1. Music video (Subject: MUSIC)

Ever wanted to bring a bit of magic into your music lessons? Green screen is the perfect motivation for students to take what they’ve learnt and mimic their favourite idol. Play guitar at Wembley or create surreal music videos. Pupils can record themselves rocking out against a green screen, removing the background and adding audio in MoviePlus to play in impossible locations.

2. Get animated (Subject: ENGLISH)

Use green screen to re-enact that book you’ve all been studying with fun animations that really bring it to life! Combine live action with stop-motion, for monster movies that ‘ape’ King Kong. Import animated GIFs (e.g created in DrawPlus or Animate IT!) into MoviePlus, adding a ChromaKey clip of students on the track above.

3. Clone students (Subject: SCIENCE)

For clever scenes where students have a twin, capture two videos against a green screen into MoviePlus. Add a 2nd video track to layer them, removing the backgrounds. Try using Transform to flip one clip for a ‘mirrored’ video. This could fit perfectly with a science lesson on life processes and living things.

4. News Just In (Subject: GEOGRAPHY)

A great one for a lively Geography lesson! One of the best know uses of green screen, students can make weather forecasts or school news bulletins by recording interviews against a screen, layering backdrops and images in MoviePlus.

5. Time travel (Subject: HISTORY)

Travel back in time to really get a taste of what life was like in Tudor times. Create the illusion of time travel by combining a green screen clip with another video, and adjust the Play speed of each in the Properties pane.

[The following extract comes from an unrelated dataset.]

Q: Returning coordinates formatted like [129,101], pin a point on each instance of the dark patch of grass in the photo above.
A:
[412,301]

Try adding an ‘Old film’ effect onto speeded up clips.

6. Freeze! (Subject: DRAMA)

Often used in battle scenes, students can create slow-mo effects in impossible sets. Record action shots with a green screen, import into MoviePlus to swap backdrops, split clips, slow playback speed or add static frames.

7. Sports Analysis (Subject: PE)

The ideal tool for perfecting that kick/run/jump/throw, green screens can provide simple backdrops to review technique in PE. Import footage in MoviePlus to preview with playback controls – even remove the backdrop to overlay and compare progress in earlier clips.